© 1994 by ICES/CIEM International Council for the Exploration of the Sea/Conseil International pour l'Exploration de la Mer
Acoustic characterization and discrimination of marine zooplankton and turbulence
Department of Applied Oceanic Physics & Engineering, Woods Hole Oceanographic Institution Woods Hole, Massachusetts 02543, USA
Department of Biology, Woods Hole Oceanographic Institution Woods Hole, Massachusetts 02543, USA
Code 8219, Naval Undersea Warfare Center Newport, Rhode Island 02841, USA
The use of high-frequency acoustic scattering techniques has become central to the study of bilogical and physical oceanography, yet quantitative discrimination between sound scattered by zooplankton and turbulence has long eluded researchers. (Turbulence in the presence of a temperature gradient gives rise to variations in sound speed which in turn scatter sound.) Our calculations indicated that the target strength of a 2-cm-long single shrimp can be comparable to the scattering level from 1 m3 of turbulence in the ocean.

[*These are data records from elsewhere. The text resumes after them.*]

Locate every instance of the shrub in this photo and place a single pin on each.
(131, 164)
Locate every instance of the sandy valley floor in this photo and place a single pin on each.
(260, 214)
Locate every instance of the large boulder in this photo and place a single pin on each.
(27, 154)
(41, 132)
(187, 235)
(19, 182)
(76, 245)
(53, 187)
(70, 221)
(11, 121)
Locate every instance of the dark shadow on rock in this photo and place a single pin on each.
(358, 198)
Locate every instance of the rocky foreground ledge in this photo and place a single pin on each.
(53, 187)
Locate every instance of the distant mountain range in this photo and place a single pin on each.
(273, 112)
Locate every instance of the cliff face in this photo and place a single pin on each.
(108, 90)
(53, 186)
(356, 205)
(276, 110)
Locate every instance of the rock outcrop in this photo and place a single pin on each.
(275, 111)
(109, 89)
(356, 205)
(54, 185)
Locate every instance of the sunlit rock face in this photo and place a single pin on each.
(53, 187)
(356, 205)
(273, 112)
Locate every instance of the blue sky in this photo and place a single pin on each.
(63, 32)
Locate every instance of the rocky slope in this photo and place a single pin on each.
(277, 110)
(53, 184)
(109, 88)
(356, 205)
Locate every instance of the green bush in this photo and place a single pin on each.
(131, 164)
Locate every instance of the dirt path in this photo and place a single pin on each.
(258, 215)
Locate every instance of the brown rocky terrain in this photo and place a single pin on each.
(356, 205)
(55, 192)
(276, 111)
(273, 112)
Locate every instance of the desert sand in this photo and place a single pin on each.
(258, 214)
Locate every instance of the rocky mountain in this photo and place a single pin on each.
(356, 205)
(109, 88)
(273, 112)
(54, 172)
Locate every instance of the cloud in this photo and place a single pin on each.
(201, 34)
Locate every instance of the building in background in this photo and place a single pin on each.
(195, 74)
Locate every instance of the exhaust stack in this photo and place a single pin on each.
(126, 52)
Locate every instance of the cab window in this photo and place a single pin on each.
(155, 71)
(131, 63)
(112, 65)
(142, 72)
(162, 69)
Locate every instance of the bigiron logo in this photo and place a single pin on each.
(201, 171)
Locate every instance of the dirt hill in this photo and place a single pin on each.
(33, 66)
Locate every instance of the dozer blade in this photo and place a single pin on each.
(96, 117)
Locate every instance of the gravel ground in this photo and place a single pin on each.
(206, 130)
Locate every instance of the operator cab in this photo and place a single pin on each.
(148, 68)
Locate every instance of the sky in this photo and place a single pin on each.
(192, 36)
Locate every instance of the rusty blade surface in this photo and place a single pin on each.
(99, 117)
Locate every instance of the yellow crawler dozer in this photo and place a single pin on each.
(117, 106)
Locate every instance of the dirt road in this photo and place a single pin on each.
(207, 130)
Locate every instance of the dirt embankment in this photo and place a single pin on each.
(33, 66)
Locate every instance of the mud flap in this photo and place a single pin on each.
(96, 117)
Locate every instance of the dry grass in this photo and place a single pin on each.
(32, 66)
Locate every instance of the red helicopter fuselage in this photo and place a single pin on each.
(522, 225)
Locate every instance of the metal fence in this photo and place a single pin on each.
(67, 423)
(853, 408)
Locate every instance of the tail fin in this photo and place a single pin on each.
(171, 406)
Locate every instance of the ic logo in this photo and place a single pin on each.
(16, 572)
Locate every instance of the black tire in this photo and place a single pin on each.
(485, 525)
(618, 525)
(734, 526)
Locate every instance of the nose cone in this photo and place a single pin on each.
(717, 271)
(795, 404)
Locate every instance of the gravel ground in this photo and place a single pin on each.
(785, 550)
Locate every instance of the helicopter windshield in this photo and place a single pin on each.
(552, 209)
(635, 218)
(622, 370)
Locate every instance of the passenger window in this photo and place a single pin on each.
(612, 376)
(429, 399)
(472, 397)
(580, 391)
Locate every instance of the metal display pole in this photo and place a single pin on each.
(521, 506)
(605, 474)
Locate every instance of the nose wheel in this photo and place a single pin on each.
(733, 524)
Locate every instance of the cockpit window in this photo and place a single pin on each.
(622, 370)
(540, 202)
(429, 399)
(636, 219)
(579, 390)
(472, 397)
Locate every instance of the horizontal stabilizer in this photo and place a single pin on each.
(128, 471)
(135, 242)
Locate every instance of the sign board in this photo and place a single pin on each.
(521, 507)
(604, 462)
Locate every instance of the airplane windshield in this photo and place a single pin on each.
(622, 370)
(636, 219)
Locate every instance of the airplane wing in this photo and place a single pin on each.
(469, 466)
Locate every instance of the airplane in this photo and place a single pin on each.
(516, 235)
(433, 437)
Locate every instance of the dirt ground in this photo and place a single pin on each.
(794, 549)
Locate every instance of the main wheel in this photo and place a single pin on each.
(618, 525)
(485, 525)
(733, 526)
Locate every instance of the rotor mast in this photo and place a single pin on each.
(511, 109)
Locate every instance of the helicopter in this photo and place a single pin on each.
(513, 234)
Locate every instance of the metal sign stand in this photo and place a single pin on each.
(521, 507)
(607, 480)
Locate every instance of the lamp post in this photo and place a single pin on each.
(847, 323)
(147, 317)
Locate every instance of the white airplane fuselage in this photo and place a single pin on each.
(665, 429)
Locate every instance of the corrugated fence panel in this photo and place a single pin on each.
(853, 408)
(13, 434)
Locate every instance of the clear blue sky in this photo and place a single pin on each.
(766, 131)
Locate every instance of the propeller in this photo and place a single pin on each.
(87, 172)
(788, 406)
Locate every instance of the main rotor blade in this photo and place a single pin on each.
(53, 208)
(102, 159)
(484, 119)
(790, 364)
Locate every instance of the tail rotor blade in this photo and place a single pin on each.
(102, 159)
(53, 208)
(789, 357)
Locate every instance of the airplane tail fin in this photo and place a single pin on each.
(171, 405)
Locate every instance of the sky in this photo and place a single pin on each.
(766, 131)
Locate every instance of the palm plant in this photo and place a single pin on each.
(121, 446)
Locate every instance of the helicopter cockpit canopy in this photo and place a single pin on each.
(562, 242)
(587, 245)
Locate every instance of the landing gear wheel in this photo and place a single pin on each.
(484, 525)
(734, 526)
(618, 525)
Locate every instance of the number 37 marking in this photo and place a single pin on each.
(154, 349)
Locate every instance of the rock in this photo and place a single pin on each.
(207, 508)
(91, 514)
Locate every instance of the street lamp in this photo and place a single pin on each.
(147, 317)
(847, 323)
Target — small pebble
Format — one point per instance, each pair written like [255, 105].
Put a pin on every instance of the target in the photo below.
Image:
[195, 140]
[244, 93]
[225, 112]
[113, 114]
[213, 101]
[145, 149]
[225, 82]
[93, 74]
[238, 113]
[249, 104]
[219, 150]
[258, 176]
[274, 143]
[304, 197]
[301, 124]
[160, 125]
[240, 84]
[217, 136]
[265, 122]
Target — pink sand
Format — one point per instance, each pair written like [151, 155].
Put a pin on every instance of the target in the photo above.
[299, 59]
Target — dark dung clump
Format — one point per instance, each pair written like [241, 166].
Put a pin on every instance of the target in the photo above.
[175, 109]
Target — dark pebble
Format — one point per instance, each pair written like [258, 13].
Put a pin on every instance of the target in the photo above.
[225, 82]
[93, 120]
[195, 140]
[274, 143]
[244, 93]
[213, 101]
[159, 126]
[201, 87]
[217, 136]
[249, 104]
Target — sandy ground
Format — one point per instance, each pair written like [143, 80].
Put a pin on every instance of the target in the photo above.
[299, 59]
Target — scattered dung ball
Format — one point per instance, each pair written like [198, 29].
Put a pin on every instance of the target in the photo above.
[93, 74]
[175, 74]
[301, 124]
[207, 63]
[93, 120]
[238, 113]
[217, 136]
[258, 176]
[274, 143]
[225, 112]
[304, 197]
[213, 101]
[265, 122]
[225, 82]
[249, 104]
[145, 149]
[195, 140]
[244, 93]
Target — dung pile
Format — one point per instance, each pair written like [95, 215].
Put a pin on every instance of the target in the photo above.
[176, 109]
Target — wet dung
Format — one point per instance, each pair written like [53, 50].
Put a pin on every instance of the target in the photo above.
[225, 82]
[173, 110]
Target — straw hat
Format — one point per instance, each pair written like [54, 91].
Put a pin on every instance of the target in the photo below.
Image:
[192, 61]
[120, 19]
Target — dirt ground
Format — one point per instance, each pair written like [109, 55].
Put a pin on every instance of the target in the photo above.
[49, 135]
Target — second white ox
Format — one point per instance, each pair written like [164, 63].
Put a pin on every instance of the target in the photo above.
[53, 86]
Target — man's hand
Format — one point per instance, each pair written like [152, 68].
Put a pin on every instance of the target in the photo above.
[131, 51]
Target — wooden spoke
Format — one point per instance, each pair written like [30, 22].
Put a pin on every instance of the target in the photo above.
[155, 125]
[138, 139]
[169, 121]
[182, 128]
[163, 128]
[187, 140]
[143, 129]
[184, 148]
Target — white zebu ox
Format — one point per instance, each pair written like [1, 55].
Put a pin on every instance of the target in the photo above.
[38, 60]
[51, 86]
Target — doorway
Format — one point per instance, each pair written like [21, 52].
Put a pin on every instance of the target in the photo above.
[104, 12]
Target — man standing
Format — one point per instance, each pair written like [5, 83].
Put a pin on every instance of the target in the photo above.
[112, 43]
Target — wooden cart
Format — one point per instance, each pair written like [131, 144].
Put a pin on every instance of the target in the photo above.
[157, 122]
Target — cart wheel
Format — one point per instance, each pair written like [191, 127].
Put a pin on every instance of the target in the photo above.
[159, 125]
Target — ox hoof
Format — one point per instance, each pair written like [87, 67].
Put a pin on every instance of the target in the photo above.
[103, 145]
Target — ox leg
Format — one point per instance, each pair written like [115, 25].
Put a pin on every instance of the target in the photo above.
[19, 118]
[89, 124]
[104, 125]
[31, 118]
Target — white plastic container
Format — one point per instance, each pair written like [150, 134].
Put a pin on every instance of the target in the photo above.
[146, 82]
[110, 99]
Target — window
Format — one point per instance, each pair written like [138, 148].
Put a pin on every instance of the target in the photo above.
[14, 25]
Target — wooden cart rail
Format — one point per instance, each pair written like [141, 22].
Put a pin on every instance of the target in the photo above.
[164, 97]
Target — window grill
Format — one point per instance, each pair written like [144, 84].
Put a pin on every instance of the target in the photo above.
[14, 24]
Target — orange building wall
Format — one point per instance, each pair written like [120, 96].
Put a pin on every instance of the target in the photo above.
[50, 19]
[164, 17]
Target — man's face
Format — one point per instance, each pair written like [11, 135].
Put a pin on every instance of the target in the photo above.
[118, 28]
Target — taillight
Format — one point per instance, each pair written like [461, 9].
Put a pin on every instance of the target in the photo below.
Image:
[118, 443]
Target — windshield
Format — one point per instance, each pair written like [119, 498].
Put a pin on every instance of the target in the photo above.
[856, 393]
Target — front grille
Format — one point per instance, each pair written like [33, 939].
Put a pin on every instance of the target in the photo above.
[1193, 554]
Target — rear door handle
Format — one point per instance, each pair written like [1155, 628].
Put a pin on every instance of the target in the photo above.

Because of the potential ambiguities in acoustic remote sensing of the two type of scatterers, laboratory measurements were made of the acoustic scattering properties of a small patch of turbulence and a 2-cm-long decapod shrimp over a frequency range of 300800 kHz. The data were also used to emulate echoes that one might expect in the ocean environment. The spectrum of a single echo of the laboratory turbulence and its time evolution was quite irregular and different than the more stable spectra of the echoes from the individual animals near broadside incidence which contained consistent major peaks and nulls. There were also noticeable differences between incoherent averages of the echoes as the averaged spectrum of the turbulence echo was observed to remain irregular (although with reduced variability), while that of the animals retained some regularity. These results indicate the potential for discriminating between turbulent fields and single animals.
Keywords: acoustics, scattering, zooplankton, turbulence
Received 6 December 1993; accepted 19 May 1994.